The Festival of Dangerous Ideas - Rich Mix, London - Saturday 17 March 2012


'The old ideas are bust. Now is the time for the new, the marginalised, the road less travelled... dangerous ideas for dangerous times.

Join key activists, commentators and cultural figures reflecting on a world in disarray and turmoil.

Bringing the spirit of revolution to London are Egyptian MP Nasr-Eddin al-Zoghbi and activist Marwa Farouk of the Socialist Renewal Current, an activist group in Cairo.

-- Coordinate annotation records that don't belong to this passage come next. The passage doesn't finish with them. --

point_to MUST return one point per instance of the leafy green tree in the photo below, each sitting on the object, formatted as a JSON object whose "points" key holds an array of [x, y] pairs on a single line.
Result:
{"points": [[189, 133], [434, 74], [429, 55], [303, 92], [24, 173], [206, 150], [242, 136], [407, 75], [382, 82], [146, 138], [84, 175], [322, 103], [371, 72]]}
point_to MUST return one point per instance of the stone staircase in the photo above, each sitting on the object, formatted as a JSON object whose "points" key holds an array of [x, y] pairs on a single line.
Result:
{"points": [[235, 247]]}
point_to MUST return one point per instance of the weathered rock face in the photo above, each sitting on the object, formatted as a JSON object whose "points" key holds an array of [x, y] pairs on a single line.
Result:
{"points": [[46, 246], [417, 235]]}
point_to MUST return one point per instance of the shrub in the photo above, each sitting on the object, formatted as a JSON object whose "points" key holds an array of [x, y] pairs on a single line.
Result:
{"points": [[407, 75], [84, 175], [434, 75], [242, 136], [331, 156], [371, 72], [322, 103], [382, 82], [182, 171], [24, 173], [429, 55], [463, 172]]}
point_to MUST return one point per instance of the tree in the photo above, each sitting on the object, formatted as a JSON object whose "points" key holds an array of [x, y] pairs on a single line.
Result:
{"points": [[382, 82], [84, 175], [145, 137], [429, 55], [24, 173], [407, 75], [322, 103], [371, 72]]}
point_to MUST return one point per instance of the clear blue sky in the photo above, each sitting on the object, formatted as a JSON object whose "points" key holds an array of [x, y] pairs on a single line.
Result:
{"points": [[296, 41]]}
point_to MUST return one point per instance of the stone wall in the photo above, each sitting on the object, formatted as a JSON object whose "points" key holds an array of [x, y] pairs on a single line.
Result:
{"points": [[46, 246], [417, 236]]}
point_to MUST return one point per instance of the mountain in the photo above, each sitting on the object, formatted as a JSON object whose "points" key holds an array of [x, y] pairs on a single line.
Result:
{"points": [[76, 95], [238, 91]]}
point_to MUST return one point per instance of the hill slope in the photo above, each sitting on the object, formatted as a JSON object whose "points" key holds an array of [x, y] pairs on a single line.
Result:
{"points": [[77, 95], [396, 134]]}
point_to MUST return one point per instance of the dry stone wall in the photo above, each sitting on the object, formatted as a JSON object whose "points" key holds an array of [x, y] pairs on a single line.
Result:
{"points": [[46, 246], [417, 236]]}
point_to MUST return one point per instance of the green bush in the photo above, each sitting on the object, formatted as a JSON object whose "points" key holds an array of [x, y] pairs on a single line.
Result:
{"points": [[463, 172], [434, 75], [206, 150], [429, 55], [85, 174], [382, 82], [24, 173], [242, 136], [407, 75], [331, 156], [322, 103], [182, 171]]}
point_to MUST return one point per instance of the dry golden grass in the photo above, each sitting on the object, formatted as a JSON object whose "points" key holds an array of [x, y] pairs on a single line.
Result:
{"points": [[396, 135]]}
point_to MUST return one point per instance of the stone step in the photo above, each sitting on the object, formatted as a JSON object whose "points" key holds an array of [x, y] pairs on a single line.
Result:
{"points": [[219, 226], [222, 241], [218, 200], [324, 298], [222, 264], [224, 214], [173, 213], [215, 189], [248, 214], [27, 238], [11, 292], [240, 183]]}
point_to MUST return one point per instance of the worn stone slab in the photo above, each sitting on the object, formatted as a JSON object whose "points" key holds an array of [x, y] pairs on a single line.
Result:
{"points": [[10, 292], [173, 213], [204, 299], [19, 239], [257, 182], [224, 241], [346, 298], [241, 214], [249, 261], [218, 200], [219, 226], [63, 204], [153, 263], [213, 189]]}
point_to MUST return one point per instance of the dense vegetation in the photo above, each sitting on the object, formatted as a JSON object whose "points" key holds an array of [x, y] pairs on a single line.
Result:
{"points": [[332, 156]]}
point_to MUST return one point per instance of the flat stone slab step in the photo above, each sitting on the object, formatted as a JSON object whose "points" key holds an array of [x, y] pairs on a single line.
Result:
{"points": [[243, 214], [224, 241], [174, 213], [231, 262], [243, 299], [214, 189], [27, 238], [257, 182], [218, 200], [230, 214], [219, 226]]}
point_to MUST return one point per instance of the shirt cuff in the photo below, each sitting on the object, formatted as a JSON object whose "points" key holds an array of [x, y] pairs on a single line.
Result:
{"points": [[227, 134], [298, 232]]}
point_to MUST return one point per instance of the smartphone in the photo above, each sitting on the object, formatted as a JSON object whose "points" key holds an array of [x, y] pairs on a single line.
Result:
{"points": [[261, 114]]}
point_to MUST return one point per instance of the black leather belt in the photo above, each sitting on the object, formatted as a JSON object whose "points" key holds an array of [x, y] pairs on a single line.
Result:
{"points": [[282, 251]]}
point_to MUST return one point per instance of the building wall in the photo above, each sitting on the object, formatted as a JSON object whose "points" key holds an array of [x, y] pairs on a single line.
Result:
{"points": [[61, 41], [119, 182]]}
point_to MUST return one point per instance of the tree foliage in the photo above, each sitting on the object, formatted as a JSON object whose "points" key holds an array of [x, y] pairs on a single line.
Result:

They will be joined by John Rees, co-author of The People Demand, to discuss how to finish a revolution, and activists from Greece describing what it means to be at the frontline of Europe's austerity project.

BBC Economics editor Paul Mason and author (and recent Question Time panellist) Owen Jones join subversive authors and  activists Nina Power and Sanum Ghafoor to discuss the radical ideas needed to confront the bleak landscape of austerity Britain. Paul Mason also joins Sanum Ghafoor and Lindsey German to discuss why it's kicking off everywhere.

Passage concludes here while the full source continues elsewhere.